From 1 July this year, China has adjusted levies on imports covering 2,323 categories of commodities, including chemicals made in Bangladesh, India, Laos, South Korea and Sri Lanka.

The adjustment came after a new arrangement was reached during the fourth round of tariff concession negotiations among the six APTA members in January 2017.

Given the hefty industry scenario in the region, M&A activities are also anticipated to expand. Respondents in the AT Kearney M&A survey are looking forward to brisk M&A activity in 2018, with some 67% hinging on China to be active during the year. China was the most active acquirer, followed by Thailand and India, the report finds.

About 55% of respondents projected the increase in activity happening in India, while Western Europe and North America will continue to score an increase in M&As, according to 53% of respondents.

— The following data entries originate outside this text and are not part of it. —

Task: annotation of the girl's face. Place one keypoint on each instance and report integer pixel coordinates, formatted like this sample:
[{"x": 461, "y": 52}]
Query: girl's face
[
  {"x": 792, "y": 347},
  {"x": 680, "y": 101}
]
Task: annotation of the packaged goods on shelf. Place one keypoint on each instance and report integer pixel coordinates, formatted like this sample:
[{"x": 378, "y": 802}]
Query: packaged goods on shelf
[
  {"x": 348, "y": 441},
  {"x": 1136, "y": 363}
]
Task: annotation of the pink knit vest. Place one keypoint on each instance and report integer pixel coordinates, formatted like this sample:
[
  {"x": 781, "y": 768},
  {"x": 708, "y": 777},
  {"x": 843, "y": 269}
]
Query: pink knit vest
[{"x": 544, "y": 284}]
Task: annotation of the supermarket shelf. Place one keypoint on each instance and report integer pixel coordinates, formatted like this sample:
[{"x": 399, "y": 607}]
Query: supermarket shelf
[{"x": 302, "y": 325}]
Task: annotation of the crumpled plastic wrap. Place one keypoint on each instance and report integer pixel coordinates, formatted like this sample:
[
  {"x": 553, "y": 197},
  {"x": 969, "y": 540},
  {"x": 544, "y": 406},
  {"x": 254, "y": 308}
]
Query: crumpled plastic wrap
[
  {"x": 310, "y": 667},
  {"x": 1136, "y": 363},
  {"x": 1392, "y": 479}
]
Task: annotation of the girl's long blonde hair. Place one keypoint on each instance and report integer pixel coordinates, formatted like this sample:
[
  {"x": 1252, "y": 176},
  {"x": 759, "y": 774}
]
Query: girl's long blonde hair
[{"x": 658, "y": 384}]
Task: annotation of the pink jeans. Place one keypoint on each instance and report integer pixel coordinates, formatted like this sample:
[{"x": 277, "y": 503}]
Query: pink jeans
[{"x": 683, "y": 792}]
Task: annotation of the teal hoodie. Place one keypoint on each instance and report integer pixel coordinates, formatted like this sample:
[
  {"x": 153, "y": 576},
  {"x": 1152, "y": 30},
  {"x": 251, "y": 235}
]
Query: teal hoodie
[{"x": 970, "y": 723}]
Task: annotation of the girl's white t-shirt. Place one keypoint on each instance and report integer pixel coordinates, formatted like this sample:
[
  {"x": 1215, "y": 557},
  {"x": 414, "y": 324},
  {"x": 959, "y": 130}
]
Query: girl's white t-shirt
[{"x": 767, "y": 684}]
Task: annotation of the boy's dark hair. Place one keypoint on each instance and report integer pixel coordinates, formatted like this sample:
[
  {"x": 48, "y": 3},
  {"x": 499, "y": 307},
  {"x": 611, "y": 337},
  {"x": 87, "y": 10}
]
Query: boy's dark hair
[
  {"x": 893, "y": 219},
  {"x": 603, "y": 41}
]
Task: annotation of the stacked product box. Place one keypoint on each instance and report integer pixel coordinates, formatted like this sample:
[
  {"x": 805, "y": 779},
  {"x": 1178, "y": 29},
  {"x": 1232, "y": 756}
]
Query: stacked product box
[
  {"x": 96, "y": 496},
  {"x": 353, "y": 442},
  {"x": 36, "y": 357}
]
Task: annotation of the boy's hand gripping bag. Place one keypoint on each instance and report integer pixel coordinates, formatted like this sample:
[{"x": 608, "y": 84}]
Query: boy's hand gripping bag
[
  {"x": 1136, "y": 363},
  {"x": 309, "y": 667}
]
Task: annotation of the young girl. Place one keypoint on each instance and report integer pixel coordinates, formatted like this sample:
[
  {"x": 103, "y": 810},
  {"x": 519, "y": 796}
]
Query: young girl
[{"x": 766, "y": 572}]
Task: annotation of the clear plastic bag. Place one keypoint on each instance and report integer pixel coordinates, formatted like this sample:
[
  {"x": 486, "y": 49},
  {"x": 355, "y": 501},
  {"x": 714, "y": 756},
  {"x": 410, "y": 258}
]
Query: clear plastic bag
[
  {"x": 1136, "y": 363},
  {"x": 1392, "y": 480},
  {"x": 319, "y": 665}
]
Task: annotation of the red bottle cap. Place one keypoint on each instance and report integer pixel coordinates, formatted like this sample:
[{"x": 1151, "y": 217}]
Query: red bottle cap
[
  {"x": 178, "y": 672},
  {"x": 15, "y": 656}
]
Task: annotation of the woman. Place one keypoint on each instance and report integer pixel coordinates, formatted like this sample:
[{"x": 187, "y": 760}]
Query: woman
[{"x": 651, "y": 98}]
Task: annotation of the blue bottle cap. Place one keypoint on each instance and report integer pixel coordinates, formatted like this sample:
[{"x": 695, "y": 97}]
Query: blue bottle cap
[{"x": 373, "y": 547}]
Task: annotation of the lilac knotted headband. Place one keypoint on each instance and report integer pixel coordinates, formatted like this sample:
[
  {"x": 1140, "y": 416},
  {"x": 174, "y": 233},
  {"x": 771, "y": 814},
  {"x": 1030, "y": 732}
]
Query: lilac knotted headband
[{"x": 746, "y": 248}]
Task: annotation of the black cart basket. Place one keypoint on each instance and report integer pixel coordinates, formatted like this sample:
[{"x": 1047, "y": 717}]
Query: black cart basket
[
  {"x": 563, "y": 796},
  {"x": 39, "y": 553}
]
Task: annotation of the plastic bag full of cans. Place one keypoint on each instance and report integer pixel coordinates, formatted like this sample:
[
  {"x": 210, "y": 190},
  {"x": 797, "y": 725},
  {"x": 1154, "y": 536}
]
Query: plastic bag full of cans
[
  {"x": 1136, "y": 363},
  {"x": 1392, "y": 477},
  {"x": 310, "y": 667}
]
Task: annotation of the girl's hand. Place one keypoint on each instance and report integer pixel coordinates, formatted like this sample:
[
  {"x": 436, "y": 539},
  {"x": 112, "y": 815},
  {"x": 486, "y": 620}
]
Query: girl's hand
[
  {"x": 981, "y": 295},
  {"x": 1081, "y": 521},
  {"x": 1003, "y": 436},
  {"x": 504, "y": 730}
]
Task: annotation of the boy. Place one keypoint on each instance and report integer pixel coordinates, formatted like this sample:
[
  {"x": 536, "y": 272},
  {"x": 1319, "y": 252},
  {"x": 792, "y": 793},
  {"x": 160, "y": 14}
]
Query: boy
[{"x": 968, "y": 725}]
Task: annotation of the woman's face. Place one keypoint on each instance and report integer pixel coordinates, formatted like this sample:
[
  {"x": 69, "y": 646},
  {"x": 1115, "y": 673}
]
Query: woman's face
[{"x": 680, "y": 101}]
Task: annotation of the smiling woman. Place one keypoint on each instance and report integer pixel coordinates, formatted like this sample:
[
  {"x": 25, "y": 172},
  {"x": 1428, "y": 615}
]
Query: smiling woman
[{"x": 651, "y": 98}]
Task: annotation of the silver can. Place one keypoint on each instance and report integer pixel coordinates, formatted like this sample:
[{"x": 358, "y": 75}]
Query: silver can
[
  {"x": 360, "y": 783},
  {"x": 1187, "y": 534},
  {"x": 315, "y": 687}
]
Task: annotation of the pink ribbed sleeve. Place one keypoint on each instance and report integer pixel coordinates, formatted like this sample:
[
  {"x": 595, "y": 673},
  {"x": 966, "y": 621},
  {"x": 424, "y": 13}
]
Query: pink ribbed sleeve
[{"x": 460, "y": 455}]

The report finds that the shift in activity from developed to emerging markets has been an ongoing, but has been less significant the past few years.


In 2017, there was an increase in international acquisitions by emerging market acquirers, led primarily by China and partly by GCC (Gulf Cooperation Council) countries and Russia, in particular, value-wise. Almost 30% of the top ten deals in 2017 involved buyers from emerging markets; and developed market acquirers faced a stable trend in both domestic and international target transactions.

Achieving growth in the competitive chemicals industry is becoming more complex over the years. Companies, exhorting tools of growth such as M&As, are in hopes that with strengths and assets consolidated, weaknesses and liabilities are stamped out. Nevertheless, this is not always the case.

According to Ernst & Young, M&As come with postacquisition and joint venture integration issues.

There are also issues on competition from domestic producers in the case of cross-border deals, and cost challenges of divesting backward-integrated businesses.

In other words, there are no cut-and-dried long term successes. The global market is opening up growth opportunities for companies with the ability to innovate, to operate sustainably, and to utilise digital technologies that are available.